I like the way you think


----------



## M_T Pockets (Jul 20, 2014)

I collect Nike shoes.....Over 500 pairs so in one of them boxes is my gear lol.


----------



## mistah187 (Jul 20, 2014)

If u can't tell a woman u live with ur takin juice u shouldn't be with that woman


----------



## transcend2007 (Jul 20, 2014)

This discussion has gone on for a long time.  Their are legit reasons you would not tell your girlfriend about your business.  Due to the fact this is an illegal activity that could put your ass in prison if the wrong people were informed.

If you don't want to discuss it then don't.  It's easy to stash your stash with just a little thought.  I use to keep mine in my home office.  NO ONE would have ever known to look there.

And, those guys out there telling people that you that you should share your personal business with everyone remember your phone call away from jail.  Anyone that lives with you has the legal right to allow law enforcement in or give LE probable cause for a warrant to search your residence.

Don't f'ng disclose anything unless you know she's the one (that normally means a ring and baring your children).  I am just sayin......


----------



## #TheMatrix (Jul 20, 2014)

This has been discussed plenty.  
The title of this topic is missleading.
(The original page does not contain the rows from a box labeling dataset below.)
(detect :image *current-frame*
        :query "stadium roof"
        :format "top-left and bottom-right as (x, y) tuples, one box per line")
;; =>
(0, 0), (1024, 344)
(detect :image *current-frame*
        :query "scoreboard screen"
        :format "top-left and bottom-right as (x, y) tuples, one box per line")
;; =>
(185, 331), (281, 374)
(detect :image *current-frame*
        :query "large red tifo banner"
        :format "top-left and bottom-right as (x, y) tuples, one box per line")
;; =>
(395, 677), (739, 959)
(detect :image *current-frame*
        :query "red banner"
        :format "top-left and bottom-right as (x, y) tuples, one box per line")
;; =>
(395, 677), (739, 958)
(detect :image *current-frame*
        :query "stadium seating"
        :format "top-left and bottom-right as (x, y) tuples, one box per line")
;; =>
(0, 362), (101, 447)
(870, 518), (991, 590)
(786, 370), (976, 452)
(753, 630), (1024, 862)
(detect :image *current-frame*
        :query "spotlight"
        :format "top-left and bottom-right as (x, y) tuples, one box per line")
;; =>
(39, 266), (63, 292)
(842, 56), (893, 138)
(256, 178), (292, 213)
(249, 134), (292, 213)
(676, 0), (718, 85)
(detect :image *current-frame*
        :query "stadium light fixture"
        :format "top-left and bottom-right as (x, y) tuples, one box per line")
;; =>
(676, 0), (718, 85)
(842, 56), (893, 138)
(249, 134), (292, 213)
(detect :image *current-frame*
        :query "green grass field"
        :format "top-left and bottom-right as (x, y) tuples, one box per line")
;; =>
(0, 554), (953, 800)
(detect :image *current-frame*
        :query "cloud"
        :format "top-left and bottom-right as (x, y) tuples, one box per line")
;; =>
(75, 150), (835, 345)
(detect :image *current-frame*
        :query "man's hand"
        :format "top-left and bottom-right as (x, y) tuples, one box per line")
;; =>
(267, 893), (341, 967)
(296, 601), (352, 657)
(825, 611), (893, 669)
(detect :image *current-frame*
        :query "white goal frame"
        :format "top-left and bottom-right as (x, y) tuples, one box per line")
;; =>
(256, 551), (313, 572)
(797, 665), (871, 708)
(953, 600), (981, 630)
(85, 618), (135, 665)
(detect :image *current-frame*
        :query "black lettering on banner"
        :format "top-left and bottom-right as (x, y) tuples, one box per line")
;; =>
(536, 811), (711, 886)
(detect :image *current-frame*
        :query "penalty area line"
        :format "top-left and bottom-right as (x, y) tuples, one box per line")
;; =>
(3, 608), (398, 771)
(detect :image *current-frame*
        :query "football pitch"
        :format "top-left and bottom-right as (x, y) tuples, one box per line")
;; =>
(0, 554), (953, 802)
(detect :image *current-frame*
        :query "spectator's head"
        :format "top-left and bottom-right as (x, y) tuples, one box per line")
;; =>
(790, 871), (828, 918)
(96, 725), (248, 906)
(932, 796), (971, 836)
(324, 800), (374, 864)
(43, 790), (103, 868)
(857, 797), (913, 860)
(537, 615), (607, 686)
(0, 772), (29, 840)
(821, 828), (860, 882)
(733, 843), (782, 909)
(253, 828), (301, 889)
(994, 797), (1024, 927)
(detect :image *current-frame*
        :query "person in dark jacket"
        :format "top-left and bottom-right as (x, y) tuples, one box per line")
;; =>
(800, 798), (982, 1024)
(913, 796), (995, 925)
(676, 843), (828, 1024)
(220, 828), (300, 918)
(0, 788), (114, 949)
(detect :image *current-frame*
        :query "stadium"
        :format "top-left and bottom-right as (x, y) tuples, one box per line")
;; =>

I honestly though ****ing dtown had written a "how to" of hiding jews...I was excited to see his write up. Only to be bamboozled into his question asking how others do.

Dtown....I keep it locked up in a medical toolbox with everything I need in it.  Good luck with the woman.


----------



## Maintenance Man (Jul 20, 2014)

I take bunk gear so I just tell her its salad dressing and/or vitamins. She wonders why I just don't eat the dressing instead of pinning my ass with it. Idk, guess I should go with that.


----------



## NbleSavage (Jul 20, 2014)

I hide my gear in her lingerie drawer. She never goes in there.

/rimshot


----------



## Capt'n Ron (Jul 20, 2014)

I have tons of tools and fabrication equipment.  I have a drawer in one of my locked roller cabinets just for gear.


----------



## DieYoungStrong (Jul 20, 2014)

My wife knows I take gear. 

She'd be pissed if she knew I take cialis. 

Fukkin women.


----------



## TriniJuice (Jul 20, 2014)

Safe under the bed for all my vials and dresser drawn for homebrew stuff and pins...the bottom is inverted a bit so when u push it close you have to put a hand underneath it and push up so the bottom board is flush to open it...it's like a lock w/o a key


----------



## Tren4Life (Jul 20, 2014)

My wife knows about my drug abuse.


----------



## Pinkbear (Jul 20, 2014)

I hide all my gear at rumpys house in his litter boxes.
Only thing I I forget which one some times and have to dig threw them.

Also I poop in them every now and then


----------



## Luscious Lei (Jul 20, 2014)

I hide mine in my quads, twice a week.


----------



## DF (Jul 20, 2014)

Assuming you have tools/ work bench anywhere in there.  Most ladies stay away from that stuff.  Also using Trt would be the best explanation.


----------



## heavydeads83 (Jul 20, 2014)

My wife knows what I do.  I keep my stash in a small safe that's hid behind some of her victorias secret bags in HER closet.  That way God forbid if I was ever to get caught,  I would just say it was hers.


----------



## Joliver (Jul 20, 2014)

mistah187 said:


> If u can't tell a woman u live with ur takin juice u shouldn't be with that woman



I don't believe that.  When you tell someone that you love that you have been hiding juice from them (or anything really) then you immediately make them wonder what else has "the man I love" been hiding.  It's chink one in the armor.  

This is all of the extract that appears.